Getting older hardly conjures up images of vitality and allure, but this doesn’t make us want these things any less. It is entirely possible for people setting out to enjoy the second part of their life to strive to stay, or even become, attractive and desirable. In some ways it may not come as effortlessly as it once did, but in some ways it is easier.
How we treated our minds and bodies during our youth will be a big determining factor of what we will have to work with once we hit middle age. If we started out being health conscious it will be easier to maintain that lifestyle and there will not be as many bad habits to break, with a more solid foundation to rely on in later years. If we crashed through our younger years like we were invincible, we will likely have a little work ahead of us. This is true for men and women alike. The difference is that men are made more ruggedly made than women are, and are expected to be that way all their lives. Women are admired for their soft sweetness from the time they are born, but living has a habit of changing those things somewhat.

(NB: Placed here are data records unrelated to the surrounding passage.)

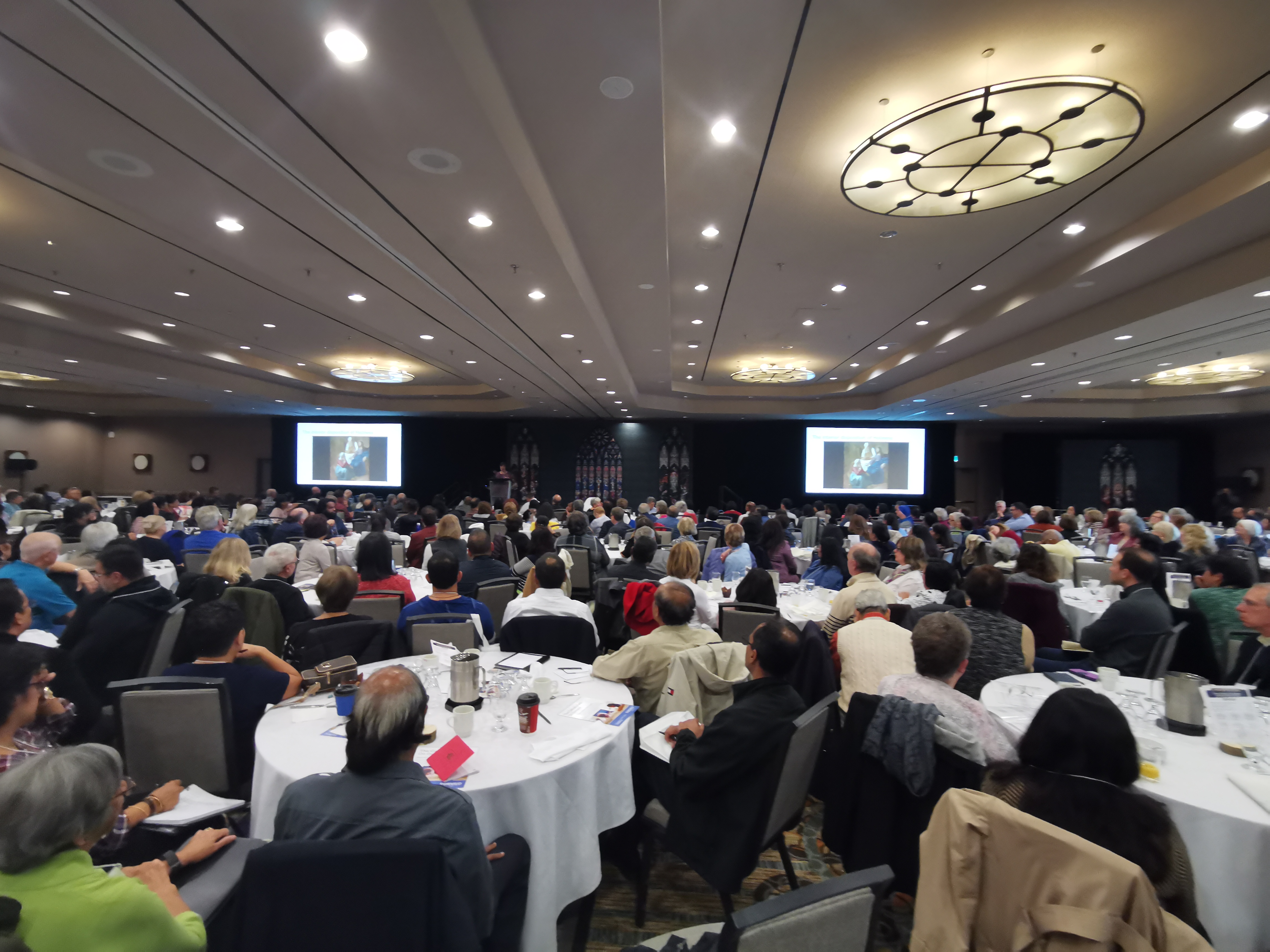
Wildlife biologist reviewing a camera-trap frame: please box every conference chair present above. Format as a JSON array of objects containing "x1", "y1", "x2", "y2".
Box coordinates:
[
  {"x1": 105, "y1": 677, "x2": 239, "y2": 796},
  {"x1": 232, "y1": 838, "x2": 481, "y2": 952},
  {"x1": 185, "y1": 552, "x2": 212, "y2": 575},
  {"x1": 719, "y1": 602, "x2": 780, "y2": 645},
  {"x1": 1072, "y1": 556, "x2": 1111, "y2": 586},
  {"x1": 348, "y1": 589, "x2": 405, "y2": 624},
  {"x1": 410, "y1": 612, "x2": 480, "y2": 655},
  {"x1": 140, "y1": 598, "x2": 192, "y2": 678},
  {"x1": 635, "y1": 692, "x2": 838, "y2": 927},
  {"x1": 472, "y1": 578, "x2": 518, "y2": 641},
  {"x1": 640, "y1": 866, "x2": 892, "y2": 952},
  {"x1": 498, "y1": 614, "x2": 598, "y2": 664}
]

So while men grow up, and old just becoming more of what they always were; women change. And this change is sometimes perceived as negative.
Luckily, there is more to a person than what they look like, and how a person thinks and acts can impact their looks very dramatically. Some men subscribe to the belief that they automatically get better with age, no matter what. This way of thinking can and does work against some men, and makes them less appealing as they get older.

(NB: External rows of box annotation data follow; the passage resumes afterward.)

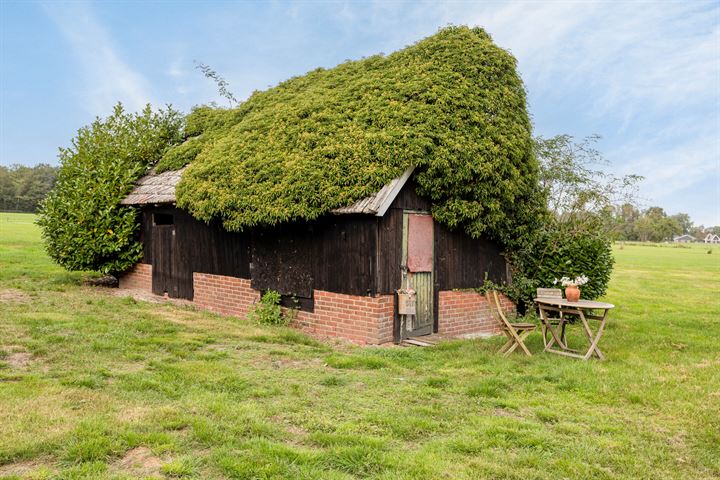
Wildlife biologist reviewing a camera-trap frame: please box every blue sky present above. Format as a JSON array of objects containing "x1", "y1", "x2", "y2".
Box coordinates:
[{"x1": 0, "y1": 0, "x2": 720, "y2": 225}]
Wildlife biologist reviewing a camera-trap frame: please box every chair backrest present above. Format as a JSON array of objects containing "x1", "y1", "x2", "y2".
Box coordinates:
[
  {"x1": 536, "y1": 288, "x2": 562, "y2": 298},
  {"x1": 485, "y1": 290, "x2": 515, "y2": 331}
]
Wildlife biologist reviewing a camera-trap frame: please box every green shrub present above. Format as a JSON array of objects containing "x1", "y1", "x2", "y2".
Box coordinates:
[
  {"x1": 38, "y1": 104, "x2": 183, "y2": 274},
  {"x1": 248, "y1": 290, "x2": 288, "y2": 325},
  {"x1": 506, "y1": 220, "x2": 615, "y2": 304}
]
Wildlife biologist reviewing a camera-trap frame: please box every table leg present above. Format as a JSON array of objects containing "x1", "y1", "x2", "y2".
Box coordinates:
[
  {"x1": 540, "y1": 306, "x2": 565, "y2": 351},
  {"x1": 580, "y1": 310, "x2": 608, "y2": 360}
]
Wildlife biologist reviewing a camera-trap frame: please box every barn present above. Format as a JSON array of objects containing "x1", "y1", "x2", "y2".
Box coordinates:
[
  {"x1": 120, "y1": 168, "x2": 512, "y2": 344},
  {"x1": 120, "y1": 27, "x2": 539, "y2": 344}
]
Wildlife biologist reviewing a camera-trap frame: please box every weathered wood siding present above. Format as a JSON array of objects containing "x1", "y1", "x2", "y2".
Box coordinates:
[
  {"x1": 252, "y1": 215, "x2": 377, "y2": 298},
  {"x1": 140, "y1": 180, "x2": 506, "y2": 305},
  {"x1": 140, "y1": 206, "x2": 250, "y2": 299},
  {"x1": 435, "y1": 223, "x2": 507, "y2": 291}
]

Once a man has some life and relationship experience under his belt, he may walk around with an attitude of cockiness or arrogance. This can be mistaken for confidence by some, but an arrogant man is the polar opposite of confident.
Confidence in any person is attractive and ups that person’s appeal a hundred fold. But you can’t fake it, and when you try it leaves the person looking desperate and cynical. An older man may have all the bells and whistles of success, but if he has not kept growing emotionally he is more aware of it than anybody else.
Men experience the same anxiety about getting older as women do, but they are not always as graceful about it as women are. A man who remains modestly aware of his imperfections as well as his strengths he can be sure he will get better with age just like a fine wine; instead of a bunch of sour grapes.